You are quite correct. All recessed fixture junction boxes do get covered with sheetrock... and it's perfectly legal, as they are considered "accessible"

Reply to
RBM

Don't worry about it. The Code requires that all junction boxes be "accessible". In this case, the junction box is "accessible" by removing the fixture can from its frame.

Reply to
Doug Miller

I suspect this restriction is so the connections are easy to locate if there is a fire. But, as a volunteer fireman, I can assure you that during the fighting of a fire we are not going to be looking for a junction box as one of the first things we do is shut the main power. I think this is just another "feelgood" clause inserted by some desk jockey.

Reply to
JC

It is not a "feel good" clause, it is to ensure accessability to all connections so that problems can be located, not just for fires, but for maintenance and troubleshooting. They box may never be opened, but if it was hidden how would you even know where it was is it needed to be worked on.

Reply to
EXT

Oh, I'd probably look at a blueprint. Failing that, I'd probably use a multi-tester and track to where a 120 suddenly shows a 240. Lots of ways. Not to be obstinate but there is no really good reason to preclude covering a box with sheetrock other than just convenience. And, that's okay. But it is just a "feel good" measure.

Reply to
JC

When I do a stranded to solid connections I always strip the stranded wire a little longer than the solid wire. Then I even up the insulation so the bare stranded sticks out above the bare solid and use a wirenut (I learned this from one of the guys on this group a couple years ago when I was just starting out and it has served me well). Twist the heck out of the wirenut and make sure that it is tight. Every connection I make I tug the individual wire to make sure that it doesn't pull from the wirenut. If I think it has the potential to vibrate loose I wrap a few layers of tape around the wirenut and the insulation of the 2 wires. I haven't had a problem.

Shane

Reply to
gore

The code requires junction boxes for splices to prevent fires from occurring due to faulty connections, and requires them to be accessible, so electricians can make repairs. OTOH, people who put out fires, tend to use axes, not screwdrivers to do their job

Reply to
RBM

Bingo!

Reply to
JC

PS: And just to show you how brilliant that desk jockey that included that in the code is, short two 12 guage wires together in one of those blue plastic boxes and see how long it takes to obliterate it.

Reply to
JC

A box of wire nuts will say, "No need to pretwist." If you make good connections with solid wire, I guess you know it's important not to twist the wires clockwise first, as many do.
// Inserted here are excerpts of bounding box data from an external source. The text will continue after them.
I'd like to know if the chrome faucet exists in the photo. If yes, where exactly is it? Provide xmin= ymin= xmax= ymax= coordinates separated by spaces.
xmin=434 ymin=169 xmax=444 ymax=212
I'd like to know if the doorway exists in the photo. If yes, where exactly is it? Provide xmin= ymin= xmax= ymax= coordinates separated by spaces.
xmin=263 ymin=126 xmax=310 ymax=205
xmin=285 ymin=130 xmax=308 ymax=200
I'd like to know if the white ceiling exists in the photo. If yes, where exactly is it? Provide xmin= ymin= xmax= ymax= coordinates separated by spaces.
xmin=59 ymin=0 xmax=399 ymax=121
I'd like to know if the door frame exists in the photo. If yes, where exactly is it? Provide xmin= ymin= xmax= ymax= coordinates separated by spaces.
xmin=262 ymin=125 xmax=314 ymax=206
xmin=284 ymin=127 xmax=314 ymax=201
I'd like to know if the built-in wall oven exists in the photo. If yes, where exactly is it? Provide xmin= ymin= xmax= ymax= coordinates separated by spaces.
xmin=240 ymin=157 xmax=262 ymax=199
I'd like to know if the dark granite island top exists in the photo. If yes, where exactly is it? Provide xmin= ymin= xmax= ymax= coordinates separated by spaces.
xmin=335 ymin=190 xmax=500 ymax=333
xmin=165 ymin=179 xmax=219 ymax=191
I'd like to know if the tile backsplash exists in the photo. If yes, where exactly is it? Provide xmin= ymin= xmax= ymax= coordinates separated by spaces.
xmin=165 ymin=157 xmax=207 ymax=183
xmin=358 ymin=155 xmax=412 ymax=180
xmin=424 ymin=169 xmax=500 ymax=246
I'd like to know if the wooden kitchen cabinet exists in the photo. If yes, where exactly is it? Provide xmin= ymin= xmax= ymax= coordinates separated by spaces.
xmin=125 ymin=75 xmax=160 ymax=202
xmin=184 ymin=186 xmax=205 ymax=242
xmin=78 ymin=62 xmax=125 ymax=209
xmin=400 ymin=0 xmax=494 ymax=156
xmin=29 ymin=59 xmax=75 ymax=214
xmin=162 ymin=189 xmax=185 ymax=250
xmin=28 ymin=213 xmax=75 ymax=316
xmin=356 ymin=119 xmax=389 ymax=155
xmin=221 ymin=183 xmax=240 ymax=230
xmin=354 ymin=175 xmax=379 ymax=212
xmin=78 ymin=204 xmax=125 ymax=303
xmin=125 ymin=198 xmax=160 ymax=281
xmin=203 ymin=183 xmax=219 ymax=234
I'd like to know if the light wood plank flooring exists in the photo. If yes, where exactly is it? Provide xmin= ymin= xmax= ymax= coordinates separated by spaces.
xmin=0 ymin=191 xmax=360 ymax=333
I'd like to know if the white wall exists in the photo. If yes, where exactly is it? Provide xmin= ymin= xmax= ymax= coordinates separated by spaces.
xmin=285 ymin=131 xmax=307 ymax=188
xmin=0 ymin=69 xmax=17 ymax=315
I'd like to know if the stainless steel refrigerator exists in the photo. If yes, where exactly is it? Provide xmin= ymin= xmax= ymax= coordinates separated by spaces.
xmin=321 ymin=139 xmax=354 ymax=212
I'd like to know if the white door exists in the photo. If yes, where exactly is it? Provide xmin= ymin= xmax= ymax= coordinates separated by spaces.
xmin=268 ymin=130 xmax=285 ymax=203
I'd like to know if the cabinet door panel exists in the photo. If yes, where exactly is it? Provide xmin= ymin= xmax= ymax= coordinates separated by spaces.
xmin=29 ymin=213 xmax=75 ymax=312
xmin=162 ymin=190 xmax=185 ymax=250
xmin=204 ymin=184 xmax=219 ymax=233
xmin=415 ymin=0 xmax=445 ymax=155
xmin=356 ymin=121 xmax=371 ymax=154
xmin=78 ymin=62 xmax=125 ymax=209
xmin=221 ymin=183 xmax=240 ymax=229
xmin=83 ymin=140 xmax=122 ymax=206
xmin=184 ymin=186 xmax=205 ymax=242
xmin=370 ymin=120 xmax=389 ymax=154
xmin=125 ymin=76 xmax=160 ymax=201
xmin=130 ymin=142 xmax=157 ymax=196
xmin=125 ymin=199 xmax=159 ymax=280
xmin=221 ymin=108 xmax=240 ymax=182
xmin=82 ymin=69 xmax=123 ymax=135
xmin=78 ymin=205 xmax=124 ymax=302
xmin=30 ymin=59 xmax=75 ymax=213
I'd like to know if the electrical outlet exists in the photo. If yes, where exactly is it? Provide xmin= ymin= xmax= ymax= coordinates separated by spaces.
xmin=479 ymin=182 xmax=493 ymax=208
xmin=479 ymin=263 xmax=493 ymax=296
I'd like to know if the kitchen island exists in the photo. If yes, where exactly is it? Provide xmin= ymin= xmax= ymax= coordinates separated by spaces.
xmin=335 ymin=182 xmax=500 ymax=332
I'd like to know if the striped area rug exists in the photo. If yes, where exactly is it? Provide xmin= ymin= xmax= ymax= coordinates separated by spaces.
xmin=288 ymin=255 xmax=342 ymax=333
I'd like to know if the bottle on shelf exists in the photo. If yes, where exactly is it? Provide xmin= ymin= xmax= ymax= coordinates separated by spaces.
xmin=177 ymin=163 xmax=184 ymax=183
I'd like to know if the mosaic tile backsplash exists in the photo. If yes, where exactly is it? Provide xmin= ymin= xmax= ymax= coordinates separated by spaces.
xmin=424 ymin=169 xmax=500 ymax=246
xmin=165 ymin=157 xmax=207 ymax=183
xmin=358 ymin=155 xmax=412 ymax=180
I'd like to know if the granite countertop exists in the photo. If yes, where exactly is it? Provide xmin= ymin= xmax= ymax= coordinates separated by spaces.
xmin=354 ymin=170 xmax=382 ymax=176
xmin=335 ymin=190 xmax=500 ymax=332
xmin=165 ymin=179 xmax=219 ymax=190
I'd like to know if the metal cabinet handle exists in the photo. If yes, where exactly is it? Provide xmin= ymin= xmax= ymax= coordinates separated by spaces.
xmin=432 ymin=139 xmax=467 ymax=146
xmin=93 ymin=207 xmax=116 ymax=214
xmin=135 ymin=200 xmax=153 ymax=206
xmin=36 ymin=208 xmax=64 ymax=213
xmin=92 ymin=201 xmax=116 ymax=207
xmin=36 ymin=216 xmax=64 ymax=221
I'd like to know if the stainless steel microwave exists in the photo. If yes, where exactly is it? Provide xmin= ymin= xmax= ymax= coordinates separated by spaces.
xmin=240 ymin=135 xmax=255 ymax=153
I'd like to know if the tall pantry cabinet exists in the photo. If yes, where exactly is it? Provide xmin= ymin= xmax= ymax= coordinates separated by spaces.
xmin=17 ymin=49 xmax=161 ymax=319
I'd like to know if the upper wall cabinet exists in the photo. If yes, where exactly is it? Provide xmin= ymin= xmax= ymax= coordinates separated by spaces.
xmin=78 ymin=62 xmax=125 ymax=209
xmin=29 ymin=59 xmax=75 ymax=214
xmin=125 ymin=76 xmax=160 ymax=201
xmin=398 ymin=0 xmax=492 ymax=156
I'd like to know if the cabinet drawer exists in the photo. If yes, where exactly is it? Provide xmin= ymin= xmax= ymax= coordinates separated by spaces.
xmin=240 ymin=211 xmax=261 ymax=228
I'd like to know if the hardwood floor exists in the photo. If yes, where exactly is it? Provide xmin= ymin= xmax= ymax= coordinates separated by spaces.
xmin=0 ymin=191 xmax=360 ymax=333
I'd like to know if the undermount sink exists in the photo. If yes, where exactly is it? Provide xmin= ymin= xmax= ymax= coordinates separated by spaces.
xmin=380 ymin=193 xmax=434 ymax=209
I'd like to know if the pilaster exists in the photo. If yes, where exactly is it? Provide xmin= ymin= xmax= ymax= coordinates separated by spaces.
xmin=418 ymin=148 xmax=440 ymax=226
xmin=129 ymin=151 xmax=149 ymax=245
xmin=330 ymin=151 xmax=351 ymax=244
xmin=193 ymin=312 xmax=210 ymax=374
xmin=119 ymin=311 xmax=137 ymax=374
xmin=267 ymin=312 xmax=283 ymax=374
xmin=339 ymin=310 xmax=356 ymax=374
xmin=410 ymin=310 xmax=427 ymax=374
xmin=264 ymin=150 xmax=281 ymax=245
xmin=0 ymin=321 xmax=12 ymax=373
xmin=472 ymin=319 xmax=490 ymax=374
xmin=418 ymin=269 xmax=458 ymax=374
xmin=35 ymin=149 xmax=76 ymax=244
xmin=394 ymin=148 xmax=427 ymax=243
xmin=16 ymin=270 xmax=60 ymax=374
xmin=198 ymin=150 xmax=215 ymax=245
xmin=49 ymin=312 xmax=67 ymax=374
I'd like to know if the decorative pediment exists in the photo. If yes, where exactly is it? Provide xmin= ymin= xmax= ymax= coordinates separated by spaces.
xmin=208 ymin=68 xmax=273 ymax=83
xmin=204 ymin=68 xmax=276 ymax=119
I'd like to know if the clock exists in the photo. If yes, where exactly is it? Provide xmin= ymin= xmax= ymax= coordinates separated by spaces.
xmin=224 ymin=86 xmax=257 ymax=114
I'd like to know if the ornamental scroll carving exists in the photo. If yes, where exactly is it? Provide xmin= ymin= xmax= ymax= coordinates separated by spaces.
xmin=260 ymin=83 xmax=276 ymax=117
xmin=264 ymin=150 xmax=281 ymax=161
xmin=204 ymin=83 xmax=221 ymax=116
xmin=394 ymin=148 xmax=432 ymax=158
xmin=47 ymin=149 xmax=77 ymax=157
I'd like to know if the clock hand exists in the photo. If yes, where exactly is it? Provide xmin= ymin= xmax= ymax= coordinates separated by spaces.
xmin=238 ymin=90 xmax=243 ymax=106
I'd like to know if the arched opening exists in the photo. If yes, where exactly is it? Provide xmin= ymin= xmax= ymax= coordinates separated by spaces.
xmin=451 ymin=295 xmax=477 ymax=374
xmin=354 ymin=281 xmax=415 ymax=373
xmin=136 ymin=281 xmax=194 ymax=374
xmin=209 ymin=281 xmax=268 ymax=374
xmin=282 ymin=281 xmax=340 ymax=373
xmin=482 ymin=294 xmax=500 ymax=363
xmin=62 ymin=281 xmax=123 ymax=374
The trouble with stranded wire is that it tends to twist clockwise as you screw on the wire nut. You may end up with slack under the nut, and the nut may not engage all the conductors.
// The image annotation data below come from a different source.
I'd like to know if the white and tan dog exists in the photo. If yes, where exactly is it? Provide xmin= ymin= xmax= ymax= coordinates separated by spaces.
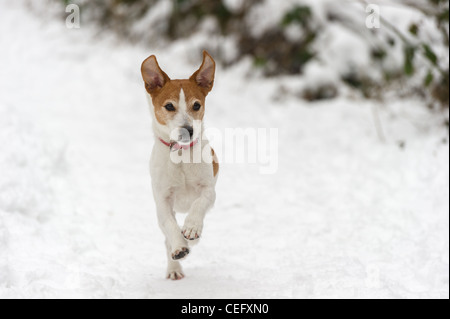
xmin=141 ymin=51 xmax=219 ymax=280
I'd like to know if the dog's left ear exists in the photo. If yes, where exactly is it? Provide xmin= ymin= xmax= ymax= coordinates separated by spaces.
xmin=190 ymin=51 xmax=216 ymax=95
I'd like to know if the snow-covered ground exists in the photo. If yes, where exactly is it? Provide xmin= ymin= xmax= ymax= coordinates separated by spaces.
xmin=0 ymin=0 xmax=449 ymax=298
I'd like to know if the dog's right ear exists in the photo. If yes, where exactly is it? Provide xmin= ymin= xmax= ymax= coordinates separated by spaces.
xmin=141 ymin=55 xmax=170 ymax=94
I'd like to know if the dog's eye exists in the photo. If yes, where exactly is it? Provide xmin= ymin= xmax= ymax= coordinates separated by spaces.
xmin=164 ymin=103 xmax=175 ymax=112
xmin=194 ymin=102 xmax=202 ymax=111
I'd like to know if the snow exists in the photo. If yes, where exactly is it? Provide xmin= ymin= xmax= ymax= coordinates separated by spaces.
xmin=0 ymin=1 xmax=449 ymax=298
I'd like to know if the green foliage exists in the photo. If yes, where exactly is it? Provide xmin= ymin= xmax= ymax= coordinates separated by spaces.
xmin=403 ymin=46 xmax=416 ymax=76
xmin=54 ymin=0 xmax=449 ymax=107
xmin=423 ymin=70 xmax=434 ymax=87
xmin=281 ymin=6 xmax=312 ymax=28
xmin=422 ymin=43 xmax=438 ymax=66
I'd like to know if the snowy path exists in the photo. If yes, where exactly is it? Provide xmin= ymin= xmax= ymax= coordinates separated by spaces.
xmin=0 ymin=1 xmax=449 ymax=298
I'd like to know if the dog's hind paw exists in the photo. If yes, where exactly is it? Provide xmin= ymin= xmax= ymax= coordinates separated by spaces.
xmin=181 ymin=221 xmax=203 ymax=240
xmin=172 ymin=247 xmax=189 ymax=260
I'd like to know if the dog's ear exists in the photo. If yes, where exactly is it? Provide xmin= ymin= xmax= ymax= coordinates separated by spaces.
xmin=141 ymin=55 xmax=170 ymax=94
xmin=190 ymin=51 xmax=216 ymax=94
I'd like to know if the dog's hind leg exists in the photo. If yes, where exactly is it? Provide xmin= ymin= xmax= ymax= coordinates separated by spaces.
xmin=156 ymin=198 xmax=189 ymax=260
xmin=166 ymin=239 xmax=184 ymax=280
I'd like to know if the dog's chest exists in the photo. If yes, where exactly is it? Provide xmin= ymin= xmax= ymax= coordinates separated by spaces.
xmin=172 ymin=164 xmax=201 ymax=213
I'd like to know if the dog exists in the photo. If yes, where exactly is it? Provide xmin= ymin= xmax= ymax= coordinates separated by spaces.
xmin=141 ymin=51 xmax=219 ymax=280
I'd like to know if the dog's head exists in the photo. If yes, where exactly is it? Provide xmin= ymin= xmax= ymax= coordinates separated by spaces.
xmin=141 ymin=51 xmax=216 ymax=144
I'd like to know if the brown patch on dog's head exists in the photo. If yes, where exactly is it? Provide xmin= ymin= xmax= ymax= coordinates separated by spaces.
xmin=141 ymin=51 xmax=216 ymax=125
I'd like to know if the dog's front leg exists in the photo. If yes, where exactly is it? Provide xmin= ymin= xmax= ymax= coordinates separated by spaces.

One solution is to make the end of the stranded wire solid by tinning it. Instead, I twist the conductors together counterclockwise before applying the nut. Screwing on the nut untwists them. As they untwist, the threads of the nut should catch them all.

I test my wire-nut connections by tugging each conductor. Sometimes I have to try again. With stranded wire, I've found wire-nut connections more reliable than crimped connections. I can make a good wire-nut connection where I can't reach with both hands.
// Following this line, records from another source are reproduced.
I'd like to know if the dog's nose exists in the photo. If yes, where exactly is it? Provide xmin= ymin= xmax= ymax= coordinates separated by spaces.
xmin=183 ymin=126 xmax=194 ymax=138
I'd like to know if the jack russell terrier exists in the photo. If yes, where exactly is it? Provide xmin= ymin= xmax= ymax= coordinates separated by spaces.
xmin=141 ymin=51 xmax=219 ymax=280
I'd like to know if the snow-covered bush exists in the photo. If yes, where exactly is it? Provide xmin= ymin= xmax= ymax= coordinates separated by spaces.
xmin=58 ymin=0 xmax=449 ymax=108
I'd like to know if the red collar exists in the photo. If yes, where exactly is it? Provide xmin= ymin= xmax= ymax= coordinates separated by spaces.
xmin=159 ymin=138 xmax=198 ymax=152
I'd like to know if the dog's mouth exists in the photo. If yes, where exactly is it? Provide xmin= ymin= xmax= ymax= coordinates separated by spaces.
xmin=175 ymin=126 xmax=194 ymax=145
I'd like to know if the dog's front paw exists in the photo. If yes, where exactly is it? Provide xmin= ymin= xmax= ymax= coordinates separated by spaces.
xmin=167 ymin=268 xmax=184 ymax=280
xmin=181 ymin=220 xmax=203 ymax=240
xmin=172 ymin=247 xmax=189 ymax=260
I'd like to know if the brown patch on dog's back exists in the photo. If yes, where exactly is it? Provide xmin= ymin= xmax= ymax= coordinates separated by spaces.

I get by with three sizes of wire nuts. B-caps are especially nice. They have room for the spring to expand, which can mean more pressure and friction to hold large solid conductors. Friction doesn't seem to be such a concern with stranded conductors.

Reply to
E Z Peaces

I'm sure the desk jockey included requirements for circuit breakers that would trip before the box got that hot.

If somebody piled confetti on a faulty connection carrying 20 amps, it could reach kindling temperature. The box is intended to let that heat dissipate.

Reply to
E Z Peaces

Mostly you're having problems with syntax: that junction box for that light connection will not be "covered" in the code sense as long as removing the fixture part exposes the junction box for the fixture. It's still "accessible". But the way you phrased it, without looking at your link, it sounds like a junction box with wires into it wires out of it (nothing else, no fixture) is going to be behind drywall completely. There would be no way to even know where that junction box is located once the drywall is put up. THAT is not allowed by codes! As long as you can remove a wall plate cover, a light fixture, etc, and it's removable by design, then you're all set. You can ACCESS that junction box by taking the light cover off. Now, if there is a junction box with wires going TO a light fixture junction box, and the first junction box is not accessible by taking the light's cover off, THAT would not be allowed, either.

Interestingly enough, I just discovered yesterday that I have two junction boxes illegally installed in the celing - when the attic flooring was put down, it covered two junction boxes. So you can't get at them from the attic OR the bathroom; that's NOT to code; I'll be fixing those when I redo the wiring so they're exposed from the attic side; no big deal as the flooring picks up easily after removing a few screws.

HTH,

Twayne`

Reply to
Twayne

Not at all; you should read codes and avoid helping anyone with house inspections.